Waktu menunjukan pukul 1 dini hari.
Wei Wuxian membuka pintu kamarnya pelan dan memastikan rumah itu sudah sunyi.
Ia berjalan mengendap menuruni anak tangga.
Dihadapannya berdiri sebuah pintu yang terbuat dari kayu mahoni yang kokoh. Lampu didalamnya masih menyala, dan ia bersyukur akan hal itu.
Tok tok
Ia mengetuk pintu itu pelan.
"Masuk." Sahut suara didalam sana.
Wei Wuxian membuka pintu dan menemukan Jiang Fengmian yang tengah duduk dikursi kebesarannya.
Selama ini, tuan besar Jiang itu memang jarang sekali tidur dikamar utama bersama Madam Yu.
Ia lebih sering menghabiskan waktunya di ruang kerja seperti ini.
"A Xian, kau darimana saja tadi? Kenapa tidak bergabung?" Tanya Jiang Fengmian, lelaki itu tersenyum hangat dan mengisyaratkan pemuda dihadapannya untuk duduk.
Wei Wuxian menurutinya, ia hanya tersenyum canggung sambil menggaruk belakang kepalanya.
"Aku ketiduran. Lagi pula aku harus menyelesailan hukuman yang guru Lan berikan padaku." Ia menjawab dusta.
Jiang Fengmian tertawa kecil, sudah paham dengan tabiat nakal putra angkatnya itu.
"Dan apa yang kau inginkan? Tidak biasanya kau menemui paman disini."
Mendengar itu Wei Wuxian kembali gelisah.
Ia ragu akan permintaan yang ingin ia sampikan.
"A Xian?" Jiang Fengmian bertanya khawatir ketikapemuda itu hanya diam sambil menggigit bibirnya kecil. Tampak kalut akan sesuatu.
"Paman, kau pernah bilang bahwa kau akan memberikanku kuasa atas peninggalan orangtuaku ketika aku sudah dewasa." Ia mencicit, merasa tak enak karena telah berkata demikian pada Jiang Fengmian.
Pria itu tertawa kecil, "apa kau pikir kau sudah dewasa?"
Wei Wuxian semakin menggigit bibirnya gugup.
"Paman pikir A Xian masih anak-anak. Kau masih seperti A Xian berumur 9 tahun." Pria itu kembali tertawa kecil.
Wei Wuxian memberanikan diri menatap paman Jiang, dan perasaan bersalah semakin menenggelamkannya tatkala senyum lembut itu tertuju padanya.

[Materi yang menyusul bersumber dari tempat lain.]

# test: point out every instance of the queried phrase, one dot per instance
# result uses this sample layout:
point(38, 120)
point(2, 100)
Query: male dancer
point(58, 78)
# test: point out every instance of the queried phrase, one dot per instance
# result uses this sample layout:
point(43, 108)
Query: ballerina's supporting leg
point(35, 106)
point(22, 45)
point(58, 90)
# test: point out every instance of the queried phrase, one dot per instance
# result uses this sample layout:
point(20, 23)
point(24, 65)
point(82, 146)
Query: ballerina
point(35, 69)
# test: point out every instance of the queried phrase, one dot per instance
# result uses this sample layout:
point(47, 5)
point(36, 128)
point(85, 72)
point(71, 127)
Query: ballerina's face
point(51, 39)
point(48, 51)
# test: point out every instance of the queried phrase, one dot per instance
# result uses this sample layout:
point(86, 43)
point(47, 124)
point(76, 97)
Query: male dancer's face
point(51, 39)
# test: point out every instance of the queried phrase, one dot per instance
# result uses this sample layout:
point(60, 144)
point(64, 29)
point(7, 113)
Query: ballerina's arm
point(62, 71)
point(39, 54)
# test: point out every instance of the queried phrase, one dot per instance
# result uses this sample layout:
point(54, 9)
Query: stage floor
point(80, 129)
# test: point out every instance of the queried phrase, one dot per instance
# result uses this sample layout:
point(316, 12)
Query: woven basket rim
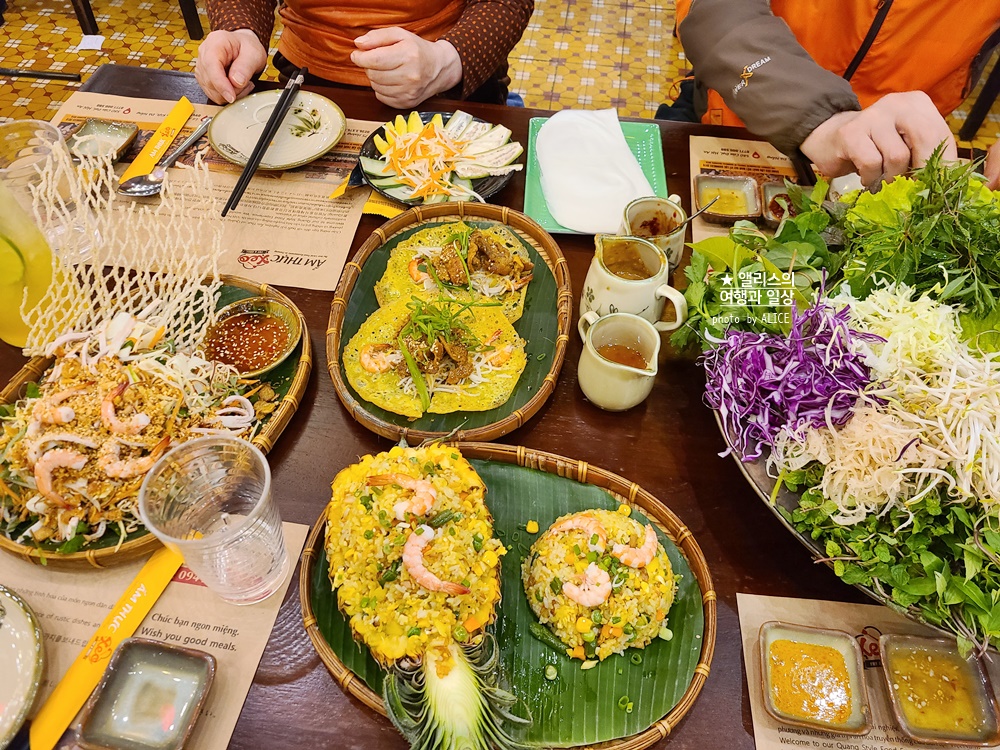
point(542, 242)
point(265, 439)
point(629, 493)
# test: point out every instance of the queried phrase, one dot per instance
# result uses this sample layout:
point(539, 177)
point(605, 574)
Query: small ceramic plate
point(21, 662)
point(312, 127)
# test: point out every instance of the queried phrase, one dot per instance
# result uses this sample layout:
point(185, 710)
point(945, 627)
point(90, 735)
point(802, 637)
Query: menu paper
point(71, 604)
point(866, 622)
point(287, 231)
point(731, 156)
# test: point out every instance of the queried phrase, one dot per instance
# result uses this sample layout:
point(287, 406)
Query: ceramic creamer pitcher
point(631, 274)
point(604, 377)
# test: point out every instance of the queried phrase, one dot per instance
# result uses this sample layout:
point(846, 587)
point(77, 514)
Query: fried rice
point(640, 598)
point(388, 609)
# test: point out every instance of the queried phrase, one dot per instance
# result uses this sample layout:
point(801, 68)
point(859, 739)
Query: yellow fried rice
point(393, 614)
point(634, 612)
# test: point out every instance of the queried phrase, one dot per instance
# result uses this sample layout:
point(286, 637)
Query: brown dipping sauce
point(624, 261)
point(248, 341)
point(656, 226)
point(623, 355)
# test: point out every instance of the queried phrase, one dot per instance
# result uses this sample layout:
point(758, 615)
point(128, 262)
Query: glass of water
point(210, 499)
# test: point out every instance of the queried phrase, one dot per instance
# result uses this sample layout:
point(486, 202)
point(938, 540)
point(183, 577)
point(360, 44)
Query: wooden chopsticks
point(270, 129)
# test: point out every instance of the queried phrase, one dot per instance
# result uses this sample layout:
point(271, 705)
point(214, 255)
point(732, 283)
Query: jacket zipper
point(882, 11)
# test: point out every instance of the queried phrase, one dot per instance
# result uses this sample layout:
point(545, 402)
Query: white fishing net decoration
point(154, 258)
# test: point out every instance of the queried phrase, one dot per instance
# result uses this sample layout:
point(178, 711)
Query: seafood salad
point(416, 568)
point(74, 450)
point(461, 261)
point(439, 357)
point(600, 581)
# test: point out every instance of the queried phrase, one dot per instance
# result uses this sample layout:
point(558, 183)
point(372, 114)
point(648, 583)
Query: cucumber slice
point(476, 130)
point(493, 138)
point(375, 167)
point(403, 192)
point(490, 162)
point(457, 123)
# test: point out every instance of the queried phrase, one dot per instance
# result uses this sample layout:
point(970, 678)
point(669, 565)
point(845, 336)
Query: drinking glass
point(210, 499)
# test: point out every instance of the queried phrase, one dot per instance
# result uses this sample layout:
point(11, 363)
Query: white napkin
point(588, 172)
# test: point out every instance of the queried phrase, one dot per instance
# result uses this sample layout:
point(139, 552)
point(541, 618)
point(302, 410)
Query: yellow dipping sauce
point(809, 682)
point(935, 691)
point(731, 202)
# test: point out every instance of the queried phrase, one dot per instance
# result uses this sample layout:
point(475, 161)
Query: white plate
point(312, 127)
point(21, 662)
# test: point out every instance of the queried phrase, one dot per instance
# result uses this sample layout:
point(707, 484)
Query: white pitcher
point(605, 292)
point(609, 384)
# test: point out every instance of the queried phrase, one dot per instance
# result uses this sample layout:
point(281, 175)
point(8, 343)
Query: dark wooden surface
point(668, 445)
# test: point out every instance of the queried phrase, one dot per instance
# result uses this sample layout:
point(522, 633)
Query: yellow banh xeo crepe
point(397, 283)
point(499, 345)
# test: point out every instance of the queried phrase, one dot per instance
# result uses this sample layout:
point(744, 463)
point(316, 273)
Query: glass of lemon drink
point(25, 257)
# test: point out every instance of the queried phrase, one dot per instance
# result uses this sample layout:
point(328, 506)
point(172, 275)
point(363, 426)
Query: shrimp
point(60, 458)
point(500, 356)
point(131, 426)
point(595, 589)
point(637, 557)
point(110, 462)
point(588, 524)
point(379, 357)
point(413, 561)
point(416, 274)
point(33, 449)
point(423, 498)
point(48, 411)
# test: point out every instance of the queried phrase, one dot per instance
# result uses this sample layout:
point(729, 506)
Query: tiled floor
point(575, 53)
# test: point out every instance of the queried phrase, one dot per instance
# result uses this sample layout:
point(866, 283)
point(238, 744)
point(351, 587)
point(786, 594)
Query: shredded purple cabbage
point(760, 382)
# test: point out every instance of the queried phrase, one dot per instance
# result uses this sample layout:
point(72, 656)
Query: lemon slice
point(11, 263)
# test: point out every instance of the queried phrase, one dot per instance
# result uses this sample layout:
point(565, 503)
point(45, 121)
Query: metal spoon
point(150, 184)
point(688, 219)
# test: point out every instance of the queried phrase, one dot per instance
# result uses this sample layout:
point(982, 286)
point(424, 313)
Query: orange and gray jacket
point(782, 67)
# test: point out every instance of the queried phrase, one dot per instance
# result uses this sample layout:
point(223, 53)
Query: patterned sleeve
point(484, 35)
point(256, 15)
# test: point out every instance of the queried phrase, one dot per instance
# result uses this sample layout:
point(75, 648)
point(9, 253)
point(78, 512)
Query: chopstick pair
point(270, 129)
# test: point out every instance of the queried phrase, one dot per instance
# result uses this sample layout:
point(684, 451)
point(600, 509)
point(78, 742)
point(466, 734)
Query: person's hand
point(897, 132)
point(992, 167)
point(226, 62)
point(404, 69)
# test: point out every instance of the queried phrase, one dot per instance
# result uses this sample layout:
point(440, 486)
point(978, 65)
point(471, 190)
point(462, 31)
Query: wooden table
point(668, 445)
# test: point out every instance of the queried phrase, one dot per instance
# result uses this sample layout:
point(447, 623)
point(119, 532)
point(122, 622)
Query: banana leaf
point(579, 706)
point(280, 379)
point(538, 326)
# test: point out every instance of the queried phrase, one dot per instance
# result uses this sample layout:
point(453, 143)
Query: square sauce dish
point(813, 678)
point(937, 695)
point(149, 698)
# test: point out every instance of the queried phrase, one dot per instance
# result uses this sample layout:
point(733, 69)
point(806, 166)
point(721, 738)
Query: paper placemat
point(286, 231)
point(71, 605)
point(866, 622)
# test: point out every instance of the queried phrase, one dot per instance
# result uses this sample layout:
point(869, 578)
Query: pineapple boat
point(417, 573)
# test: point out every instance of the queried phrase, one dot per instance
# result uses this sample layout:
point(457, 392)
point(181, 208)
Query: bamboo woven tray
point(623, 491)
point(290, 377)
point(537, 382)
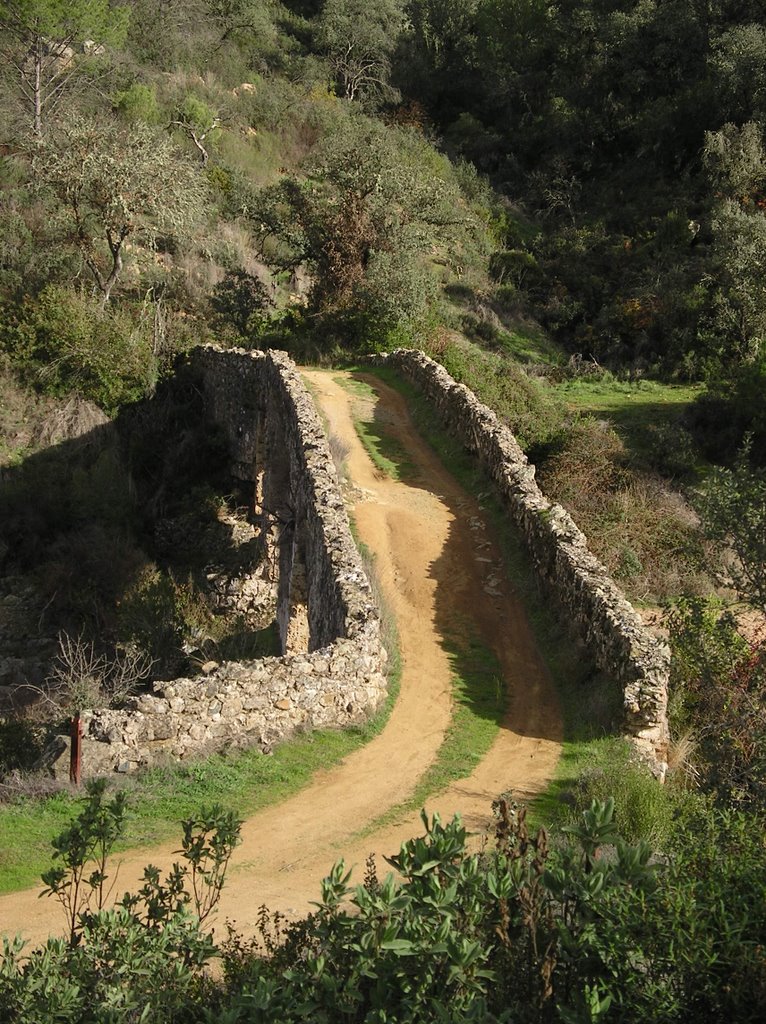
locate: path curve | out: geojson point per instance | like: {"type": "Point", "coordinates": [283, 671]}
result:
{"type": "Point", "coordinates": [437, 566]}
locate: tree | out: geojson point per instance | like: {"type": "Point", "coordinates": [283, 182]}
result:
{"type": "Point", "coordinates": [200, 122]}
{"type": "Point", "coordinates": [378, 202]}
{"type": "Point", "coordinates": [358, 38]}
{"type": "Point", "coordinates": [732, 509]}
{"type": "Point", "coordinates": [40, 41]}
{"type": "Point", "coordinates": [114, 183]}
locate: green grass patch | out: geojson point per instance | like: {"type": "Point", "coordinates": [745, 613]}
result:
{"type": "Point", "coordinates": [478, 706]}
{"type": "Point", "coordinates": [385, 452]}
{"type": "Point", "coordinates": [646, 414]}
{"type": "Point", "coordinates": [533, 347]}
{"type": "Point", "coordinates": [244, 780]}
{"type": "Point", "coordinates": [591, 702]}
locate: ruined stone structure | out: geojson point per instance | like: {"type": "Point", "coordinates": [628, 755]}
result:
{"type": "Point", "coordinates": [590, 600]}
{"type": "Point", "coordinates": [332, 671]}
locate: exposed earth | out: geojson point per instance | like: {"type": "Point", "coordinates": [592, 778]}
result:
{"type": "Point", "coordinates": [439, 571]}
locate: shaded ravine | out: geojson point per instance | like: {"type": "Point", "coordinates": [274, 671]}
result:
{"type": "Point", "coordinates": [437, 568]}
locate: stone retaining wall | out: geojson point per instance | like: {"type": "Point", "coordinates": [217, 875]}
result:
{"type": "Point", "coordinates": [333, 670]}
{"type": "Point", "coordinates": [591, 601]}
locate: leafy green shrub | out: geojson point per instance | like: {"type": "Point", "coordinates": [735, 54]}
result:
{"type": "Point", "coordinates": [718, 690]}
{"type": "Point", "coordinates": [241, 301]}
{"type": "Point", "coordinates": [730, 410]}
{"type": "Point", "coordinates": [532, 413]}
{"type": "Point", "coordinates": [165, 617]}
{"type": "Point", "coordinates": [65, 341]}
{"type": "Point", "coordinates": [644, 809]}
{"type": "Point", "coordinates": [138, 102]}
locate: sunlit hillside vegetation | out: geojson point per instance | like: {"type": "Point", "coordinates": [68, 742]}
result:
{"type": "Point", "coordinates": [562, 202]}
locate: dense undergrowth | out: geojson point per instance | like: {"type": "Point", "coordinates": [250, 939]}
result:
{"type": "Point", "coordinates": [584, 929]}
{"type": "Point", "coordinates": [564, 204]}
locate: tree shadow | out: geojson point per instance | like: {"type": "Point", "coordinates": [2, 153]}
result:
{"type": "Point", "coordinates": [490, 611]}
{"type": "Point", "coordinates": [126, 519]}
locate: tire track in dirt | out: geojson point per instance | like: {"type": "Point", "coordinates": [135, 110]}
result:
{"type": "Point", "coordinates": [435, 561]}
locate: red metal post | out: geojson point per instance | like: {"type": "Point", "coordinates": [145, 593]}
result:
{"type": "Point", "coordinates": [76, 750]}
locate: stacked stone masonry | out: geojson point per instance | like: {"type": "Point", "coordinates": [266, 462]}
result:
{"type": "Point", "coordinates": [333, 669]}
{"type": "Point", "coordinates": [590, 600]}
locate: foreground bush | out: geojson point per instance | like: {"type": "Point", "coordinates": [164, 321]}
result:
{"type": "Point", "coordinates": [590, 929]}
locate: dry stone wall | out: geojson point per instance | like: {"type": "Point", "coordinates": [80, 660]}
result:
{"type": "Point", "coordinates": [590, 600]}
{"type": "Point", "coordinates": [333, 670]}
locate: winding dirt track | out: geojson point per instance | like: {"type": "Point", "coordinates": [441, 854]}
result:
{"type": "Point", "coordinates": [439, 571]}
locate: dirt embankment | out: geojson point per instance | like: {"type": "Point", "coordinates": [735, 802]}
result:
{"type": "Point", "coordinates": [440, 571]}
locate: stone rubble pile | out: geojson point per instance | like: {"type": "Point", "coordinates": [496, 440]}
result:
{"type": "Point", "coordinates": [590, 600]}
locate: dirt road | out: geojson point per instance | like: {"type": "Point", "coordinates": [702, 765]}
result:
{"type": "Point", "coordinates": [439, 569]}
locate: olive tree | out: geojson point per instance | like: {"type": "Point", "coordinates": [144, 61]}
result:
{"type": "Point", "coordinates": [377, 207]}
{"type": "Point", "coordinates": [358, 39]}
{"type": "Point", "coordinates": [115, 183]}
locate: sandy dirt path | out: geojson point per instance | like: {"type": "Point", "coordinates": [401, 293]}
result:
{"type": "Point", "coordinates": [439, 571]}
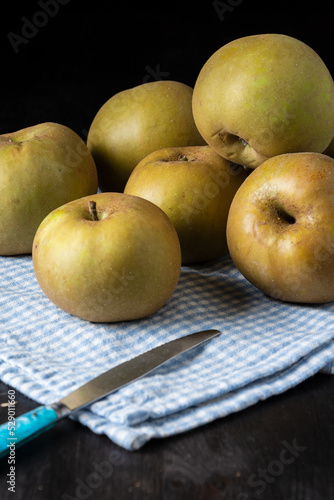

"Tentu saja paman akan memberikannya. Tapi apakah kau sudah siap?" Jiang Fengmian mulai serius.
Wei Wuxian mengangguk.
"Apa yang akan kau lakukan dengan semua itu? Paman bahkan masih bisa membiayai sekolahmu. Kau bisa menyimpan itu untuk nanti, saat kau sudah benar-benar matang."
Wei Wuxian memilin ujung bajunya diam-diam.
"Paman. Izinkan aku pergi."
Ini adalah permintannya yang paling berat.
Ia sudah memperhitungkan reaksi Jiang Fengmian yang akan shock seperti ini.
"Apa?"
"Paman kumohon. Aku sangat berterimakasih pada paman yang sudah merawatku dengan baik. Tapi sekarang, kumohon, izinkan aku pergi."
Jiang Fengmian menatapnya tak mengerti. Kenapa putranya meminta hal mengejutkan ini secara tiba-tiba?
"Tapi, kenapa?"
Wei Wuxian tak menjawab.
Ia malah terisak pelan membuat Jiang Fengmian panik.
Pria itu menghampiri Wei Wuxian dan memeluknya erat.
"A Xian, kenapa?"
Dan ia bimbang. Haruskah ia ceritakan keadaannya? Dan apa yang akan pria itu lakukan jika ia jujur padanya?
"Paman, aku sudah sangat bersalah. Maafkan aku."
"A Xian, apa yang kau katakan?"
Ia masih memeluk pemuda itu erat. Berusaha menenangkannya.
"Paman, aku hamil."
Jiang Fengmian membeku seketika. Ia tak percaya dengan apa yang didengarnya.
Ia menatap Wei Wuxian yang masih menangis.
Dirinya tak ingin percaya, namun melihat ekspresi menderita Wei Wuxian membuatnya menelan ludah.
"A Xian, apa yang kau katakan?"
Wei Wuxian tak menjawab. Ia memberikan kertas yang terlipat kusut dari saku piyamanya.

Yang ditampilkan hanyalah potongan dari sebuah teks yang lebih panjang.